- Born: Washington D.C.
- Education: Tuskegee University, Howard University
- Scientific career
- Workplaces: Morgan State University

= Oscar Barton Jr. =

American professor of engineering, Morgan State University

Oscar Barton Jr. is an American professor of engineering and dean of the engineering school at Morgan State University.

== Early life and education ==
Barton was born in Washington D.C.

In 1984, Barton graduated from Tuskegee University with a bachelor's degree in mechanical engineering. Barton earned his master's in mechanical engineering in 1987 and his Ph.D. in 1993 - both from Howard University. In 1987, Barton received a graduate fellowship from Pacific Telesis Senior Fellows Programs in furtherance of his work in materials science with a focus on lattice structuring.

== Career ==
Barton established the nuclear engineering program at the United States Naval Academy, where he was the first African American engineer to achieve tenured status. In 2014, he established the mechanical engineering program at George Mason University.

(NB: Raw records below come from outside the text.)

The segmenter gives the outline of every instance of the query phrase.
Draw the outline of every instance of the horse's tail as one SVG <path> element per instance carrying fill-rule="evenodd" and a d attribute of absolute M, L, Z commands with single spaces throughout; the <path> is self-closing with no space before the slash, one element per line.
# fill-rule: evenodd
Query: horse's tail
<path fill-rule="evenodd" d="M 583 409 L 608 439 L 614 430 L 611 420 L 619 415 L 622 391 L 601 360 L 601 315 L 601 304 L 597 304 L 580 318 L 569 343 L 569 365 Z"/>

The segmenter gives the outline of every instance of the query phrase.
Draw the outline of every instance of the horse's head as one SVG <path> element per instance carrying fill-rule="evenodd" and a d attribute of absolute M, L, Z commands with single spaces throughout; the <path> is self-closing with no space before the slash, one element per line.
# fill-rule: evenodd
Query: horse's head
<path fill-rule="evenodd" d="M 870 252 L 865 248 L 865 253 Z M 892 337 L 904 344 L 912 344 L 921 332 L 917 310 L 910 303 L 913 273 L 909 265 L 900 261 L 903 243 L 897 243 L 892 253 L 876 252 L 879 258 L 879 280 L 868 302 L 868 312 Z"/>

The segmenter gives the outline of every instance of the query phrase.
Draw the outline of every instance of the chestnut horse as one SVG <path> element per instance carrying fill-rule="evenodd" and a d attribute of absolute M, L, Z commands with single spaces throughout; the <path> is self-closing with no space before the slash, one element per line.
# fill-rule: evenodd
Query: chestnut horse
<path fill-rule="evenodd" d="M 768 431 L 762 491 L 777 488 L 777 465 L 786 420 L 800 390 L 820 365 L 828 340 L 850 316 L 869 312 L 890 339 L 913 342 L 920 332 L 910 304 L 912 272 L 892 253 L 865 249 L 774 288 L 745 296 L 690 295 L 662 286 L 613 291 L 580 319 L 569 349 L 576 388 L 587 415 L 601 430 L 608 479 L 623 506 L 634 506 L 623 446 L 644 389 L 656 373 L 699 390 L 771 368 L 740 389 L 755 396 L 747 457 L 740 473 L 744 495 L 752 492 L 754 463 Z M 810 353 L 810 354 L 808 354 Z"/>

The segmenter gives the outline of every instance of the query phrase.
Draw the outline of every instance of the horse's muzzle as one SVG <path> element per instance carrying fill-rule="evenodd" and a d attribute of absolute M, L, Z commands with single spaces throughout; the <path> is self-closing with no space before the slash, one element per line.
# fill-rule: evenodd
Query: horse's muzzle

Barton was named dean of Morgan State University's Clarence M. Mitchell School of Engineering in 2020.

Barton has a professional engineering license from Maryland, and he has served on the American Society of Mechanical Engineers (ASME) Committee on Engineering Accreditation and the ASME Mechanical Engineering Department Head Executive Committee.

In 2009, Barton received the award for College Level Promotion of Education from US Black Engineer & Information Technology magazine.

Barton received the 2022 District of Columbia Council of Engineering and Architectural Societies (DCCEAS) Lifetime Achievement Award.

In 2024, Barton was awarded the Edwin F. Church Medal by the American Society of Mechanical Engineers (ASME) for his contributions to mechanical engineering education.

== Family ==
Barton has one son and two daughters. His son is a software engineer, graduating from the University of Maryland, College Park with an electrical engineering degree. His daughter earned her master's degree from George Washington University and studied health policy at Howard University.